Tuesday, November 27, 2007

anonymous blogging

There are a few blogs that I read regularly. They are all anonymous blogs, though to differing degrees of anonymity. As much as I love blogs (reading and writing), I crave the personal connectivity to someone. I went to San Francisco about six months ago, and if it had been completely up to me, I would have written the SF anonymous blogger and asked to meet for coffee. In a way, I feel like these people are all my friends, and I want them to be my friends in real life. Because of the connection I feel to them through their most private thoughts, I find it hard to restrain myself from tapping that connection further and bursting their anonymity bubble, even knowing full well that the bubble is a safety barrier for me, too.

I have been reading one particular anonymous blog for a little over a year now, and I just have so much respect for the author that I've always wondered her true identity. Despite almost always vague about things including the city she lives in, her posts seem to mention things that resemble people and places around me that it always made me wonder just how closely linked we actually are.

Recently, she mentioned something rather specific that seemed possible for me to google and to deduce her true identity. Seizing on this opportunity last week, I went searching in local papers for news that may match the cameo mention from her blog. As luck would have it, even though some of my assumptions were wrong, I came upon a news article that led very quickly through a couple of additional searches to her real identity.
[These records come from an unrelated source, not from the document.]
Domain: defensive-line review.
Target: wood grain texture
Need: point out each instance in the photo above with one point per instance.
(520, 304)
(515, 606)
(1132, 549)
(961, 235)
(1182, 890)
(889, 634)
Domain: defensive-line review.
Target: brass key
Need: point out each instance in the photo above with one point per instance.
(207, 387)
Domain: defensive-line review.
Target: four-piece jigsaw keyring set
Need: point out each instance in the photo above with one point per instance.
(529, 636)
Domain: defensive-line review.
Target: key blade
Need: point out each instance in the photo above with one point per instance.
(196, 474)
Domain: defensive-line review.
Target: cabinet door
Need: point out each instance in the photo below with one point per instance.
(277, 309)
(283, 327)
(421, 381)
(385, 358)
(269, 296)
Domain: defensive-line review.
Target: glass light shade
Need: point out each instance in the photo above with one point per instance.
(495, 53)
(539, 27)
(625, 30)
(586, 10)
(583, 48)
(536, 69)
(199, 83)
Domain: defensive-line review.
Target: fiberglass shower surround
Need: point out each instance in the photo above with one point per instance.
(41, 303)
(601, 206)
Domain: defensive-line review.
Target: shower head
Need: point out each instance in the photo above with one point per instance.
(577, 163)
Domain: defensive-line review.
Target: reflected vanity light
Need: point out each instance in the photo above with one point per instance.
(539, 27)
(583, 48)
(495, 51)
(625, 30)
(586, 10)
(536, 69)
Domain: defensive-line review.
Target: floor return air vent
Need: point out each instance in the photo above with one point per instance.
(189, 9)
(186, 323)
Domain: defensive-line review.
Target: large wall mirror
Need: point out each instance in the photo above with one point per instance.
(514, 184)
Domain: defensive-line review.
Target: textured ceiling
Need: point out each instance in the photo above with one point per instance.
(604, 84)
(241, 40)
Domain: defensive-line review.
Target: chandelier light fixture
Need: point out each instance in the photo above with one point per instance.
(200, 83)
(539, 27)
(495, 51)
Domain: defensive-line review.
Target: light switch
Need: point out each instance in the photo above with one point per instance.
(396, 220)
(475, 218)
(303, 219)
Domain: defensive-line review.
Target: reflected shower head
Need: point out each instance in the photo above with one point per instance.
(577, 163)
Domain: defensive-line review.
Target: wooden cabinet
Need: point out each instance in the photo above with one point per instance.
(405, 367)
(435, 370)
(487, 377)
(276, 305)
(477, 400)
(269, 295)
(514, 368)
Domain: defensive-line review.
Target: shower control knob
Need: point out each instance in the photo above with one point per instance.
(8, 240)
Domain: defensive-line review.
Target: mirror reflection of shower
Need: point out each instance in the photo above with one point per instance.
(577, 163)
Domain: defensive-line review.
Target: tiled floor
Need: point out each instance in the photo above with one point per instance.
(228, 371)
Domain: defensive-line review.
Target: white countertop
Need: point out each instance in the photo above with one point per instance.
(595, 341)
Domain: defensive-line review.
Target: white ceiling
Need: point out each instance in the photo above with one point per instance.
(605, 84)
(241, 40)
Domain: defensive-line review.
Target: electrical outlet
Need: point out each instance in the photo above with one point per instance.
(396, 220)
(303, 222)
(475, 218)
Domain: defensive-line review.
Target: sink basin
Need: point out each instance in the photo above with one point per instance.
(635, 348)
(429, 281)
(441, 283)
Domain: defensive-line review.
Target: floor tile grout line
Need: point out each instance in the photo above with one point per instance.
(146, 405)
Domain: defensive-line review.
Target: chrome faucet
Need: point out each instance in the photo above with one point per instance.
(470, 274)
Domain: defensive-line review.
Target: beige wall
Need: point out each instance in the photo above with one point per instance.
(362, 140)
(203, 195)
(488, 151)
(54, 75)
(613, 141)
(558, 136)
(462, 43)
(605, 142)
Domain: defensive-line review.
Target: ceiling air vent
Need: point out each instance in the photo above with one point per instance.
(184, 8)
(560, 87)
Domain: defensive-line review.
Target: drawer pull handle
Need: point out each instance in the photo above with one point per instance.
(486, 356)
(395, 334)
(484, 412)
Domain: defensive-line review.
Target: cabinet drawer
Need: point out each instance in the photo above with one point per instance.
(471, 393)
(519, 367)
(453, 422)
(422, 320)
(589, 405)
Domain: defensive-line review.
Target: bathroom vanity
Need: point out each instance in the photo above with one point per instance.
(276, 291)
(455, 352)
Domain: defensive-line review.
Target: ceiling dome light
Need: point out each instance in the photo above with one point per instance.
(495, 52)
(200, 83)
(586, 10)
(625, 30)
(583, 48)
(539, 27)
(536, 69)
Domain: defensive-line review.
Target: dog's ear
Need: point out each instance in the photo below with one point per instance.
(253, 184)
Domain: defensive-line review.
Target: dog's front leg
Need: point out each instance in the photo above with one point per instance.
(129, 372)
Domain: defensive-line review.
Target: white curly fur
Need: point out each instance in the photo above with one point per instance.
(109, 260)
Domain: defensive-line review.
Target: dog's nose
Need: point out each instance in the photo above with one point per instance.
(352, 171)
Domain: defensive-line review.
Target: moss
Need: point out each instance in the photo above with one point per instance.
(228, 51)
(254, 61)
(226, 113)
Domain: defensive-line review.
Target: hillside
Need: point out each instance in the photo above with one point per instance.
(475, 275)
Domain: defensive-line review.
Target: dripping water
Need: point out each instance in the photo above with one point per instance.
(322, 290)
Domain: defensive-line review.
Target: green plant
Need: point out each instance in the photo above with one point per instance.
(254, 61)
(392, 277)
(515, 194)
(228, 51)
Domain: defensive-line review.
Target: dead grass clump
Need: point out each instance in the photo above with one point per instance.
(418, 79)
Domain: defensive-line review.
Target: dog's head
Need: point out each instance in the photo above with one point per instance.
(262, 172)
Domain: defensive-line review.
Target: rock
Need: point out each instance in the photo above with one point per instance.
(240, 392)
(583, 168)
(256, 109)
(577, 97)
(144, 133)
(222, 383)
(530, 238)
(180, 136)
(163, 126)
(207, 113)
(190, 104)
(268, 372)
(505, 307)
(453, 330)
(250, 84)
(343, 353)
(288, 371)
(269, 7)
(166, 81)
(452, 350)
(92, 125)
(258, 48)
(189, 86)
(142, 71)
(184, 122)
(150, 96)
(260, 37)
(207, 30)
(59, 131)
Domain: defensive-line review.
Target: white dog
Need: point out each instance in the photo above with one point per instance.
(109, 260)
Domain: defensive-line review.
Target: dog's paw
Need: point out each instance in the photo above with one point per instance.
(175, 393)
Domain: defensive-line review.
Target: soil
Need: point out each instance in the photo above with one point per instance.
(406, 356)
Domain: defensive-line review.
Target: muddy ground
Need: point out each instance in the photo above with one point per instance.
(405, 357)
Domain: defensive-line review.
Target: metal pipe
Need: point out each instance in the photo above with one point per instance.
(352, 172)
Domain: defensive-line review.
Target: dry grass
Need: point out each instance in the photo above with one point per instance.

My curiosity has definitely been satisfied, and I'm super excited to now concurrently read her public blog along with the anonymous one, but I can't help feeling slightly uneasy. I wasn't exactly privy to the knowledge of her identity, nor her public blog. In an ironic way, I feel like I am trespassing on her life and her thoughts by now reading her non-anonymous blog and by knowing who she is.

I then think back to my own blogs: my public one that had gathered an audience, a semi-anonymous one that didn't really work, and now this one. I finally killed my public one after three years of writing in it after realizing that I was no longer writing for myself but rather for my readers. The things I wanted to write for myself couldn't be written without sacrificing my much-wanted personal privacy. The semi-anonymous blog didn't work out as I didn't know how to say no to friends (acquaintances) asking for the url, and it degenerated into a semi-public blog.

As for this one, the verdict remains to be seen. I sometimes wonder if I'm being too restrictive and evasive about generalizing things here, so much so that it hinders my writing because I spend more time figuring out how to disguise elements of a story to de-couple it from my real life than just writing what's on my mind.

For the time-being, I am still writing here for me, which fills the right void for me.